In 2012, Danzig told LA Weekly that Marianino "was trying to get me on camera punching him so he could sue me or some shit. I forget what it was. When everyone was breaking it up, he coldcocked me. What are you going to do?"
"If that was a setup," laughs Marianino, "then he is the easiest motherfucker to set up in the world. Anybody can set him up. All I did was say five fuckin' things to him and the guy went nuts, you know? You do that to people all the time and sooner or later somebody's gonna punch you . . . It was a crazy reaction, but that's what it was."

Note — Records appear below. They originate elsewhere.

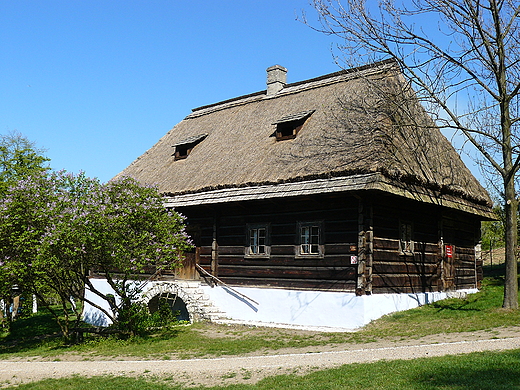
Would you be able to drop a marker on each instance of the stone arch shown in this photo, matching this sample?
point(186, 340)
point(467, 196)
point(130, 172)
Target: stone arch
point(182, 301)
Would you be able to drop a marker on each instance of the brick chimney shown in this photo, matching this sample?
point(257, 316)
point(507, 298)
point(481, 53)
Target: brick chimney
point(276, 79)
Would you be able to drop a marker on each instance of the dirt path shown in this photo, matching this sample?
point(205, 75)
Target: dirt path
point(250, 369)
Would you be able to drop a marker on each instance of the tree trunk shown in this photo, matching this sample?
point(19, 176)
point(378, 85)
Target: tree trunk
point(511, 278)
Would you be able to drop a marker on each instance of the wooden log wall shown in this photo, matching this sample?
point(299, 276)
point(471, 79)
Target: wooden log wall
point(351, 226)
point(331, 271)
point(425, 269)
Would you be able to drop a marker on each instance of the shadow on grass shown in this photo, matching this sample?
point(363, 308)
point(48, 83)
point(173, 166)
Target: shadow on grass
point(41, 332)
point(487, 370)
point(30, 332)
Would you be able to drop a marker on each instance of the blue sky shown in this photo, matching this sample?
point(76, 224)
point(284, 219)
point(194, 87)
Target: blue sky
point(97, 83)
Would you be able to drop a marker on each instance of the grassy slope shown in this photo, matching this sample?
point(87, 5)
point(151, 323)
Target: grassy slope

By Marianino's estimation, Danzig gets just as much hate mail as he does, though the rocker is cushioned from seeing it.
"He's got moderators on his sites. But if you go to YouTube, heavy metal sites, he gets it just as much as I do. But he's asking for it. He's charging photographers at festivals, delaying shows over French onion soup. I'd be happy with a slice of fuckin' pizza."
By contrast, North Side Kings did a 2008 show with the Jerry Only-led Misfits and watched their cowlicked bassist take pictures with fans until the last kid left the building. "I have never seen anybody in a band do that," says Marianino. "You're not gonna see Prince at the Marquee come back and make pancakes for everybody."
"Maybe in the world of rock 'n' roll, antisocial behavior is expected, but in the small hardcore scene, you'll be playing Elks Lodges," Marianino says, painting a picture of a humbler genre. "You're right in front of people. After the show, you're selling your merch, hanging out with those same kids all night long. And then you're staying on their couch — you're in their living room and their mom is making you macaroni."
In 2008, the North Side Kings took a break after their third album that became a hiatus after Marianino's house went up in flames, taking most of the band's equipment with it. A freak fire caused by a faulty propane tank, but some Danzig fans were happy to credit their idol with a four-years-delayed reaction to what horror mag Rue Morgue called "The Beatdown."
"And that was that," says Marianino, with an air of temporary finality. His house was rebuilt, but his band stayed quiet.
Marianino has ideas for more books and scripts, but he hasn't ruled out some unfinished business with the band that brought him all this unwanted notoriety.
"I'd like to do another North Side Kings album. I have songs, but I don't have any lyrics.
"Back then, I owned a furniture store. I was dealing with customers, and I had a lot of stress. Now I work for a big corporation. When I get done and my day is over, I've got a wonderful wife to come home to and I hang in the pool, drinking wine, smoking cigars. I don't have that angst in me to write those lyrics anymore."
"It's complicated," he says, taking a happy puff from his cigar. Poolside, of course.